Theorem 1.15 (p.5) In a 2-design with $k \leq v$, TFAE:
(a) $b=v$
(b) $r=k$
(c) any two blocks have $\lambda$ points in common
(d) any two blocks have a constant number of points in common.
[(e) ${\mathfrak D}^{\sf T}$ is a 2-design.]

Proof: a ⇔ b follows from $bk=rv$ ($b/v=r/k$). We’ve just shown that these imply c, and c ⇒ d ⇔ e are obvious. Finally for e ⇒ a, if ${\mathfrak D}^{\sf T}$ is a 2-design then it satisfies the hypotheses of Fisher’s inequality (notably the condition $k \lt; v$ becomes $r \lt; b$, which is equivalent because bk=rv), so we may apply Fisher to both $\mathfrak D$ and ${\mathfrak D}^{\sf T}$ to get $b \geq v \geq b$, whence $b=v$. QED

A 2-design satisfying these conditions is said to be square (because the incidence matrix is square; again the book warns that the literature also contains other terminology for this). You might find problem 2 on the homework easier now.

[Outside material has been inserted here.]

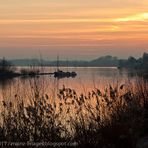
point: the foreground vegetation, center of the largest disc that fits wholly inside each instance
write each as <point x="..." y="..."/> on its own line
<point x="116" y="117"/>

It“s harder to construct $t$-designs as $t$ increases because

Cor. 1.6 (p.3): a $t$-($v,k,\lambda$) design is automatically also an $s$-($v,k,\lambda_s$) design for each $s \leq t$, with $\lambda_s$ given by:

Prop. 1.4: If $S$ is a subset of $X$ with $s = |S| \in [0,t]$ then the number of blocks containing $S$ is $$ \lambda_s := \left( {v-s \choose t-s} \left/ {k-s \choose t-s}\right. \right) \lambda. $$ Proof: double count pairs $(B,T)$ where $B$ is a block and $S \subset T \subset X$ with $|T|=t$.

Cor. 1.7: If a $t$-($v,k,\lambda$) design exists then $$ {k-s \choose t-s} \left| {v-s \choose t-s} \lambda \right. $$ for each $s=0,1,\ldots,t-1.$

Example:

$b := \lambda_0 =$ # blocks and
$r := \lambda_1 =$ # blocks containing a given point [if $t \gt 0$...]

satisfy $$ b k = v r. $$ Likewise if $t=2$ then we have $$ r = \left({v-1 \choose 1} \left/ {k-1 \choose 1}\right.\right) \lambda = \frac{v-1}{k-1} \lambda $$ so $(v-1)\lambda = r(k-1)$ [p4, (1.9)].

Even for $\lambda=1$, infinitely many examples known with $t=2,3$ but only finitely many for $t=4,5$ (we’ll see all the \ldquo;classical\rdquo; ones) and none known with 6 or more! [Update: though thanks to Keevash, as of 2014 we know they exist.]

What does “up to equivalence” mean?

p.3 isomorphism from $(X,{\mathfrak B})$ to $(X',{\mathfrak B}')$: bijection $f: X \to X'$ that takes $\mathfrak B$ to ${\mathfrak B}'$.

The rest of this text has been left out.